Jornalista especializado em agronegócio


Microminerais promovem benefícios na gestão alimentar dos bovinos

27/05/2022

Microminerais promovem benefícios na gestão alimentar dos bovinos Coluna de hoje fala sobre a importância de micronutrientes na pastagem. (Foto: Agência Brasil)

Com a necessidade do aumento da produtividade no dia a dia das atividades pecuárias, além dos avanços tecnológicos, pesquisas voltadas para o desenvolvimento sustentável dos rebanhos, tanto na questão alimentar quanto na gestão do bem estar animal, têm sido cada vez mais frequentes. 
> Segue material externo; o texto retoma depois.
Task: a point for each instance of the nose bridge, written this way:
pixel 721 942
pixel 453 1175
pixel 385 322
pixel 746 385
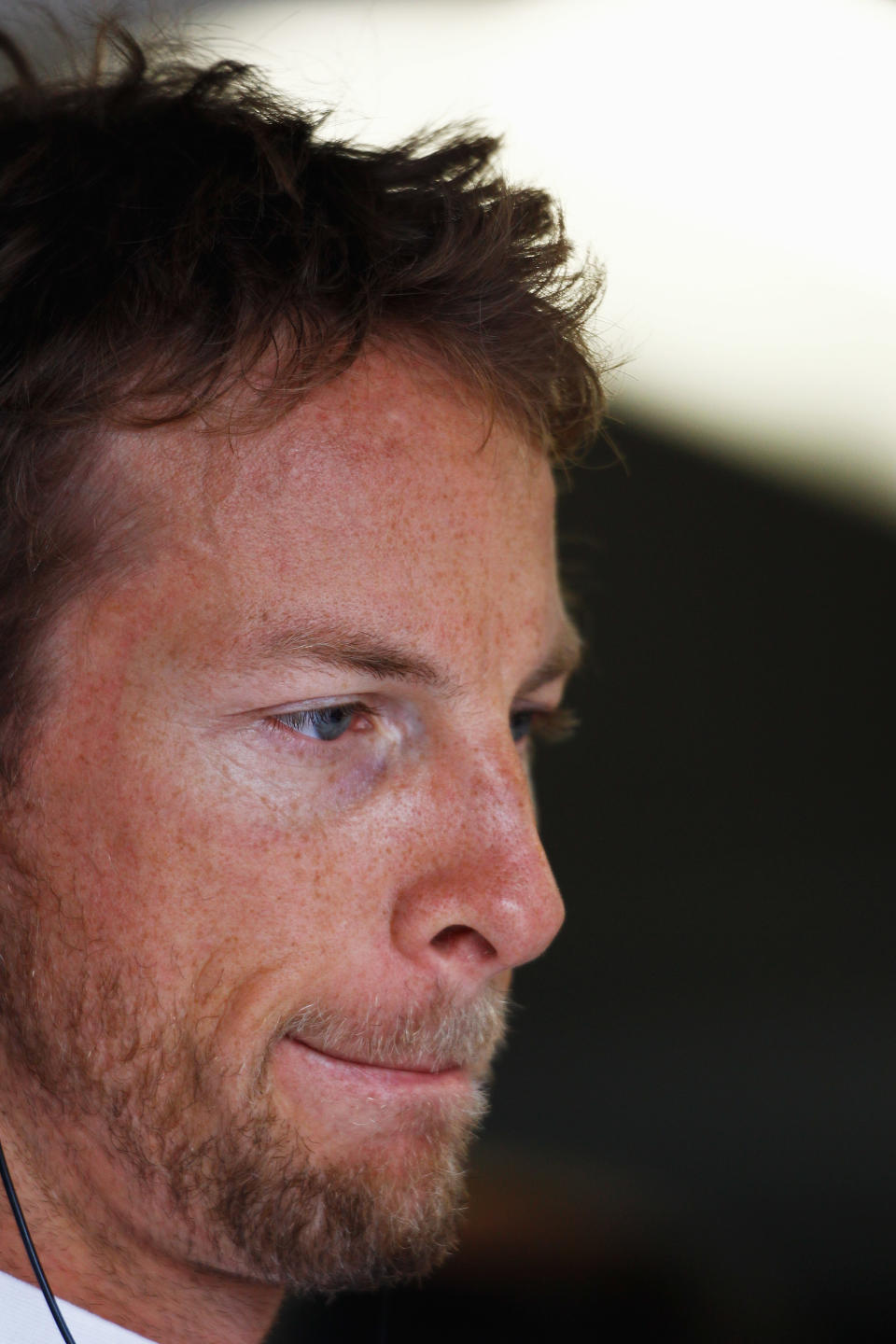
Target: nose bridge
pixel 488 897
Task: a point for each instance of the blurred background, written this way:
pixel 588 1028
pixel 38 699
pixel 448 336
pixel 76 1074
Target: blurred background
pixel 692 1135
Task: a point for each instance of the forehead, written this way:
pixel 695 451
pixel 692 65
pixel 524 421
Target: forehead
pixel 385 497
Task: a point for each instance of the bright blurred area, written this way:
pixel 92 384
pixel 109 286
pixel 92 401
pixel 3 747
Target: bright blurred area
pixel 731 165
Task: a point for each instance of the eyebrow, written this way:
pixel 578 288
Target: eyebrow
pixel 357 651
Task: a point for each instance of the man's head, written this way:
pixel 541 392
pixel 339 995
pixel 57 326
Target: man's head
pixel 280 613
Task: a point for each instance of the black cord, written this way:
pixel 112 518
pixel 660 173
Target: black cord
pixel 33 1255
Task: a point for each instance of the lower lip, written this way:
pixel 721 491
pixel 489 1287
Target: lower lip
pixel 373 1077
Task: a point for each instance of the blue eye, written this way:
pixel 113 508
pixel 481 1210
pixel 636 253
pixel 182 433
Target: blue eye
pixel 324 724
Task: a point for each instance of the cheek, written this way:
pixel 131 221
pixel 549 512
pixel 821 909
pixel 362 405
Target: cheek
pixel 180 861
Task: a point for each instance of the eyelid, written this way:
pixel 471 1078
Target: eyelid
pixel 551 724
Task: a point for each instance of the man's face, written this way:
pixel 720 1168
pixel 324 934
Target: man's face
pixel 275 852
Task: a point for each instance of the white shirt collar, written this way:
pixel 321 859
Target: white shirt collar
pixel 26 1319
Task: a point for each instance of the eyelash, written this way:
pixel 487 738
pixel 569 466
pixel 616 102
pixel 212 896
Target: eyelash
pixel 541 724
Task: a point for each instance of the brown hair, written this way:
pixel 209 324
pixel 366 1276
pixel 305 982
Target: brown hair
pixel 164 228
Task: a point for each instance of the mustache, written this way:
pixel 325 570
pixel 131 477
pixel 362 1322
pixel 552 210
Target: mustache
pixel 438 1035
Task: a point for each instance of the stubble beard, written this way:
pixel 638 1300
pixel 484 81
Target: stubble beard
pixel 241 1188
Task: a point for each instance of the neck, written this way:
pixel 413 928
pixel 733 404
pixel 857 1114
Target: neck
pixel 125 1280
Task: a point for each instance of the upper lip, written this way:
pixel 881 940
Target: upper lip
pixel 407 1063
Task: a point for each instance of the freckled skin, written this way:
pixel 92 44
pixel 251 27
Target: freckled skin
pixel 222 871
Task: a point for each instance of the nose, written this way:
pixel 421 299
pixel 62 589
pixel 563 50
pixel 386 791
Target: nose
pixel 481 897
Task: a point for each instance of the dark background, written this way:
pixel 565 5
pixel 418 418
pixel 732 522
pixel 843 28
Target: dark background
pixel 692 1132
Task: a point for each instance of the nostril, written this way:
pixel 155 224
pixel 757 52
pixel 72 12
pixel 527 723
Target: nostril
pixel 462 941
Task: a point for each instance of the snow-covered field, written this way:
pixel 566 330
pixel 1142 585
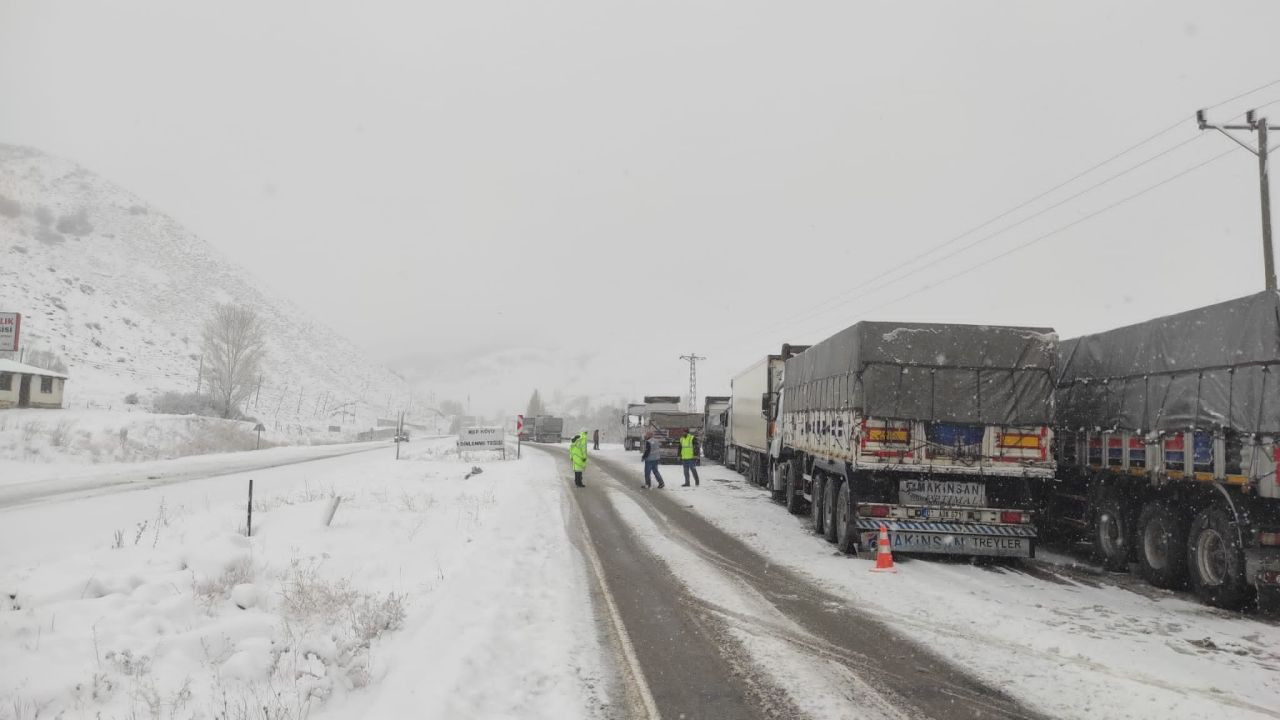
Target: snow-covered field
pixel 432 595
pixel 35 437
pixel 1070 647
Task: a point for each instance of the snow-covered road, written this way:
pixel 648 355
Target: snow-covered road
pixel 433 595
pixel 1057 638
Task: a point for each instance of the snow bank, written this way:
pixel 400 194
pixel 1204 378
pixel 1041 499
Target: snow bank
pixel 91 437
pixel 1068 643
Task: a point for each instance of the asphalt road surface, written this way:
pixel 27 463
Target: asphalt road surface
pixel 680 652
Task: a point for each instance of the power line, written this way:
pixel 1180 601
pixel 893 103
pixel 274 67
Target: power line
pixel 880 281
pixel 1173 126
pixel 693 379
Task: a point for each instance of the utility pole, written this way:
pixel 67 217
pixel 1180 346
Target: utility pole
pixel 693 379
pixel 1257 124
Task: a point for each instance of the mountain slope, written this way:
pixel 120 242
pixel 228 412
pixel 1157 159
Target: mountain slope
pixel 120 291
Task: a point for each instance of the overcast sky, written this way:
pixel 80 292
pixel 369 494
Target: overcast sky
pixel 494 195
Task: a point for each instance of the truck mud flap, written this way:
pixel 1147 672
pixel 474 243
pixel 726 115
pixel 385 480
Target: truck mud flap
pixel 951 538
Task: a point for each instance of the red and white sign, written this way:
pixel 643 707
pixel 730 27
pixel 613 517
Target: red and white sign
pixel 10 327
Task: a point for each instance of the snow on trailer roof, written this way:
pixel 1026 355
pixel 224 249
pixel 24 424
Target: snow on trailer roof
pixel 23 369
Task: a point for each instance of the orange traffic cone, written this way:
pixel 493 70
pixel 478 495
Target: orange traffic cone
pixel 883 555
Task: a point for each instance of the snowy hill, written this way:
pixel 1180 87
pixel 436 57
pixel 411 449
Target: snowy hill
pixel 120 290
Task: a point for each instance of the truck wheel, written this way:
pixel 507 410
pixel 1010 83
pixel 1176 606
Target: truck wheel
pixel 1216 561
pixel 795 500
pixel 1111 532
pixel 831 505
pixel 778 491
pixel 816 506
pixel 846 518
pixel 1162 545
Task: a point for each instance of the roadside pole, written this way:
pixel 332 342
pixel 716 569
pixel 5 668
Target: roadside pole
pixel 400 433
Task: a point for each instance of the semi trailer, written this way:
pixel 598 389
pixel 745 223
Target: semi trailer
pixel 714 418
pixel 753 405
pixel 1169 438
pixel 942 433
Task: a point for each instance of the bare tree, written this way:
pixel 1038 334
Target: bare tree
pixel 45 359
pixel 234 346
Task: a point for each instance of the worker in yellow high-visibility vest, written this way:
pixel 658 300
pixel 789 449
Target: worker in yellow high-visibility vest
pixel 689 456
pixel 577 455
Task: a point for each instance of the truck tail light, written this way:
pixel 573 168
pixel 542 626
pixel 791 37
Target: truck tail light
pixel 1019 441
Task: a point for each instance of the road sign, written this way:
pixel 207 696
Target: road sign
pixel 10 327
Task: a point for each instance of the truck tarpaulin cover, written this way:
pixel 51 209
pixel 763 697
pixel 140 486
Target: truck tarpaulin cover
pixel 1206 368
pixel 982 374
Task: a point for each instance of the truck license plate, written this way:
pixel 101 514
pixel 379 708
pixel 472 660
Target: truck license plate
pixel 1002 546
pixel 919 491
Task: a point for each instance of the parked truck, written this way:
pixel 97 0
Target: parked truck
pixel 638 420
pixel 632 427
pixel 938 432
pixel 753 405
pixel 668 427
pixel 1169 438
pixel 714 418
pixel 548 429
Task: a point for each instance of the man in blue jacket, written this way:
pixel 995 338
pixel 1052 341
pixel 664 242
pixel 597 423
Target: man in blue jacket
pixel 652 455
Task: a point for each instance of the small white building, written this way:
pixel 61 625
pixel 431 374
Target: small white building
pixel 28 386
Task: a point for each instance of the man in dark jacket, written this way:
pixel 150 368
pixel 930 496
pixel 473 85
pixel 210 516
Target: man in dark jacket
pixel 652 455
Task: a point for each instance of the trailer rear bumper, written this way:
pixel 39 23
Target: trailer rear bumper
pixel 951 538
pixel 1262 566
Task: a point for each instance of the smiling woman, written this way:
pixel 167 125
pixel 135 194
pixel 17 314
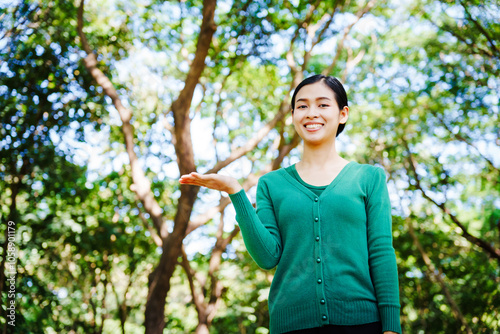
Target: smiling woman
pixel 325 222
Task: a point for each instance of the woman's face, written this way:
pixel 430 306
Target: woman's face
pixel 317 116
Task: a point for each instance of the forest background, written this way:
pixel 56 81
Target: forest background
pixel 105 103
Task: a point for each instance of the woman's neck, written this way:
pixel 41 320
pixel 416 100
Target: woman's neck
pixel 320 157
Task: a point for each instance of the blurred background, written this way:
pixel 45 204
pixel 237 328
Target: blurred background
pixel 104 104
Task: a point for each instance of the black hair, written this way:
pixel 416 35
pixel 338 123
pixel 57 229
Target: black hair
pixel 334 84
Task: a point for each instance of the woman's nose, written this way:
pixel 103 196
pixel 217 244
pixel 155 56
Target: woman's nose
pixel 312 112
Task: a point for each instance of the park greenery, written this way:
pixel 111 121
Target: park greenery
pixel 104 104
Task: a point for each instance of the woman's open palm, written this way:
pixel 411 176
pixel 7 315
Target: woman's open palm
pixel 212 181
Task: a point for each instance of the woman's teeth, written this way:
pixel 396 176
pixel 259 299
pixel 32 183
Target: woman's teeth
pixel 313 126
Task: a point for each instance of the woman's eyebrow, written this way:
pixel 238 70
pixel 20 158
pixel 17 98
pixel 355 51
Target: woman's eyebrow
pixel 317 99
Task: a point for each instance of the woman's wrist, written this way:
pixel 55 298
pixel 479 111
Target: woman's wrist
pixel 234 188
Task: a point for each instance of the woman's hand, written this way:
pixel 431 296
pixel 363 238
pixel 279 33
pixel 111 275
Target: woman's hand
pixel 213 181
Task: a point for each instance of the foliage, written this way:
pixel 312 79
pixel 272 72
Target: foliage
pixel 423 80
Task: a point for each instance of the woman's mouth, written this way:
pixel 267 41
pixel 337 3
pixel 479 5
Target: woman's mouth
pixel 313 126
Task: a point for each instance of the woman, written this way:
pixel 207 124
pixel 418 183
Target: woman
pixel 325 223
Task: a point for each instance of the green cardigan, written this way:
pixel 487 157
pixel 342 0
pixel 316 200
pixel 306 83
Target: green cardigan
pixel 336 263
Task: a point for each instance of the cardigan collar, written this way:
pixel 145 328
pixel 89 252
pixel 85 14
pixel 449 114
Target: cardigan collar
pixel 309 192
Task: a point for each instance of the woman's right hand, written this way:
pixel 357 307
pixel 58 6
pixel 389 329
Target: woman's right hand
pixel 212 181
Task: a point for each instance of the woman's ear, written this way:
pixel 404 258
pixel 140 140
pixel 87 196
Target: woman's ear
pixel 344 115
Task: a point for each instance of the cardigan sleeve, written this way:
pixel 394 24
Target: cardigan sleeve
pixel 382 257
pixel 259 229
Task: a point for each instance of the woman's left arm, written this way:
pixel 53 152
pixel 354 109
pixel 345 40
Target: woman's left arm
pixel 382 258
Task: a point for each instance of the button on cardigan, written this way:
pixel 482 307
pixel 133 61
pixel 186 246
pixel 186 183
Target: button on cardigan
pixel 334 255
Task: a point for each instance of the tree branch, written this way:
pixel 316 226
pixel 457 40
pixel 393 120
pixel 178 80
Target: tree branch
pixel 347 30
pixel 490 250
pixel 141 184
pixel 437 275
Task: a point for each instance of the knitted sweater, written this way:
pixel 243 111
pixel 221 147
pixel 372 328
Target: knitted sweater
pixel 334 255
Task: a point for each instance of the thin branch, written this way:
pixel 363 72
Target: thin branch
pixel 437 275
pixel 481 28
pixel 461 138
pixel 347 30
pixel 141 184
pixel 490 250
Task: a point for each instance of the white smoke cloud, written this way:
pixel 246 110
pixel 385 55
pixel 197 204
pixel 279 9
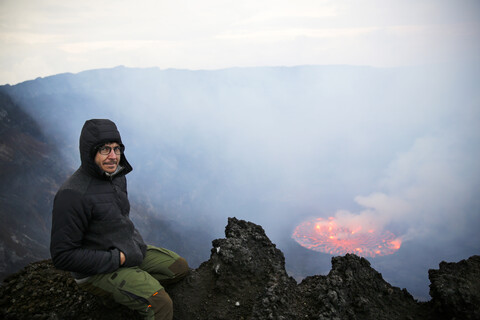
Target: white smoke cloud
pixel 428 191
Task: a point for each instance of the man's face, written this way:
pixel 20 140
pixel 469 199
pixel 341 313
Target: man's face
pixel 108 162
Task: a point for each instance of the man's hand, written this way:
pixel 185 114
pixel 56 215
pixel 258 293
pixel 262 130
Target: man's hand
pixel 122 258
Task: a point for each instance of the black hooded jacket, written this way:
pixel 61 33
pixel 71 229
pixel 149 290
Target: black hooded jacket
pixel 90 221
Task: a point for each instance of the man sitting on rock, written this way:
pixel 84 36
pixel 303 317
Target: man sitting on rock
pixel 94 238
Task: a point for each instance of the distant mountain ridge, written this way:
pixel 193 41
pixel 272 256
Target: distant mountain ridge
pixel 270 144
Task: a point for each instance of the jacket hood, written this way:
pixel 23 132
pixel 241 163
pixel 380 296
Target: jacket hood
pixel 96 132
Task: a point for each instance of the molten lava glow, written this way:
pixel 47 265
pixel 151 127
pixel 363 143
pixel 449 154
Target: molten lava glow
pixel 329 237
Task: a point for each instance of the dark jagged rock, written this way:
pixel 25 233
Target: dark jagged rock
pixel 353 290
pixel 40 291
pixel 455 289
pixel 245 278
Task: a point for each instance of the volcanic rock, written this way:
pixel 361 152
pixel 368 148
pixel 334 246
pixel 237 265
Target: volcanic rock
pixel 245 278
pixel 455 289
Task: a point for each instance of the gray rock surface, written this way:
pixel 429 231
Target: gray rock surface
pixel 245 278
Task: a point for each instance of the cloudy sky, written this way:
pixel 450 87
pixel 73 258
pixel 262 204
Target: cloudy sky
pixel 46 37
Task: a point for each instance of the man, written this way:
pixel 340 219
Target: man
pixel 94 238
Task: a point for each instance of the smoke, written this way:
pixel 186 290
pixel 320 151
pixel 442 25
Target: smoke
pixel 395 149
pixel 425 191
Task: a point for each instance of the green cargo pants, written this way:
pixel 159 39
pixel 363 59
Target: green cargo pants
pixel 140 288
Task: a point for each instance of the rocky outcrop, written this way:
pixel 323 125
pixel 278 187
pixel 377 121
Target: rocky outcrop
pixel 455 289
pixel 245 278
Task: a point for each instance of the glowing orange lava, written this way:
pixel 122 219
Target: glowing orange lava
pixel 329 237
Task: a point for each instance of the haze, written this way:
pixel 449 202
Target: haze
pixel 46 37
pixel 381 128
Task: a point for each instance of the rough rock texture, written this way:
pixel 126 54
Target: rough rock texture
pixel 353 290
pixel 455 289
pixel 245 278
pixel 40 291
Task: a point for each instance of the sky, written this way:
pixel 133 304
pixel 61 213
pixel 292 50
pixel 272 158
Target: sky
pixel 47 37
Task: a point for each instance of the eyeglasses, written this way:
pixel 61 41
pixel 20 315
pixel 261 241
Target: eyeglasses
pixel 105 150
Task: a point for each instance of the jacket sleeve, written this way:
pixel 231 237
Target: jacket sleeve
pixel 69 223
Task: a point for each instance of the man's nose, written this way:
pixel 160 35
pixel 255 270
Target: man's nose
pixel 112 154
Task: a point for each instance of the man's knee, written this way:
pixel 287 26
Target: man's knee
pixel 161 305
pixel 180 269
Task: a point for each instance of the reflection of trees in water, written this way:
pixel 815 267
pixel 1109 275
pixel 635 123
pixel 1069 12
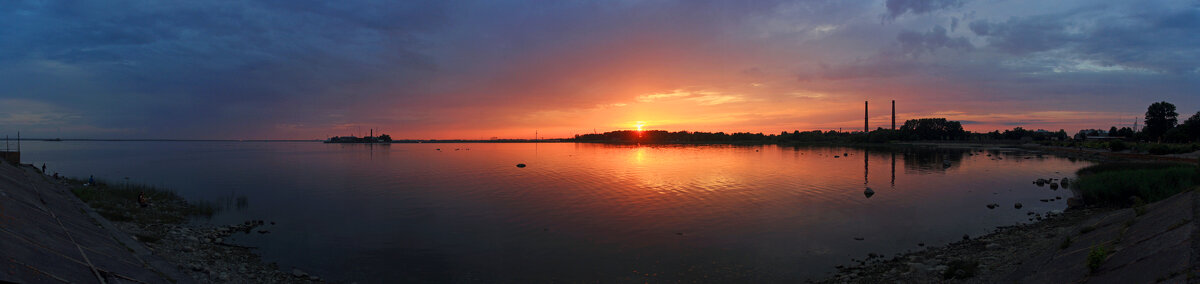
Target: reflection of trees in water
pixel 933 161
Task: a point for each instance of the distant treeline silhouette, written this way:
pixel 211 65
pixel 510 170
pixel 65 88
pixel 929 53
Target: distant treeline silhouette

Nesse viés, atentar para a qualidade dos alimentos que são oferecidos aos rebanhos, em termos de saudabilidade e dos valores nutricionais, é fundamental para garantir que os animais cumpram o ciclo produtivo de forma correta e sustentável.

Mas, segundo o zootecnista e diretor de Pesquisa, Desenvolvimento e Inovação da Premix,  Lauriston Bertelli Fernandes, com a evolução das pesquisas científicas, ficou evidente a importância dos microminerais, como o zinco, por exemplo. “Eles são importantes porque praticamente 80% das forrageiras brasileiras são deficientes nesses elementos”, explica. 

“A deficiência de zinco, por exemplo, pode causar transtornos metabólicos, queda na imunidade, baixo nível de reprodução, má formação óssea e problemas imunológicos, ou seja, que dá resistência e baixas respostas às vacinações”, esclarece o zootecnista.

Em média, segundo o especialista, a concentração de zinco está entre 18 mg/kg e 28 mg/kg de matéria seca das forragens, sendo que as exigências estão entre 35 mg/kg e 60 mg/kg, conforme a categoria animal e o estágio de produção. “Percebe-se então que as pastagens oferecem em torno de 50% do necessário para uma plena saúde e produção do rebanho”, avalia.

De acordo com o especialista, no sistema de produção, a deficiência do zinco compromete o crescimento e o ganho de peso, compromete a saúde, aumenta a mortalidade de animais jovens, reduz a resposta vacinal, contribui para a morte embrionária, reduzindo a taxa de parição, favorece a retenção de placenta, aumenta os problemas de cascos, prejudica a qualidade do sêmen e pode alterar a expressão genética, afetando o melhoramento zootécnico do rebanho.

“O zinco também estimula a resposta imune, reduz as infecções clínicas e subclínicas, no caso de rebanhos leiteiros, e tem reflexo positivo na redução de células somáticas no leite. Sendo assim e considerando todos esses benefícios, é evidente a importância desse mineral em concentrações adequadas nos suplementos destinados aos rebanhos”, observa o especialista.

Ele alerta, porém, que é importante verificar se a concentração de zinco e o seu consumo atendem às exigências complementares. “É aconselhável também verificar as fontes do mineral contidas em sua composição básica, já que a fonte via sulfato de zinco é duas vezes mais absorvível que o óxido de zinco”, explica.

Para gerenciar a administração correta desses suplementos, o especialista afirma que as fazendas modernas devem ter sistemas de controle, como processos ligados a programas de gestão e administração, de forma construir um link na operação de distribuição de suplementos, treinamentos e capacitação de funcionários. “Ou seja, deve-se usar todos os recursos que a tecnologia da informação disponibiliza para as atividades pecuárias nos tempos atuais”, comenta.

Para finalizar, Fernandes lembra que, muitas vezes, os pecuaristas e técnicos têm dúvidas sobre a importância e o porquê de fazer a suplementação dos microminerais para bovinos. “Por muitos anos, o fósforo foi classificado como o macromineral mais limitante na nutrição desses animais. Porém, também é preciso ter atenção ao zinco, cobre, cobalto, iodo e selênio, que são básicos e deficientes em todas as forrageiras tropicais”, orienta.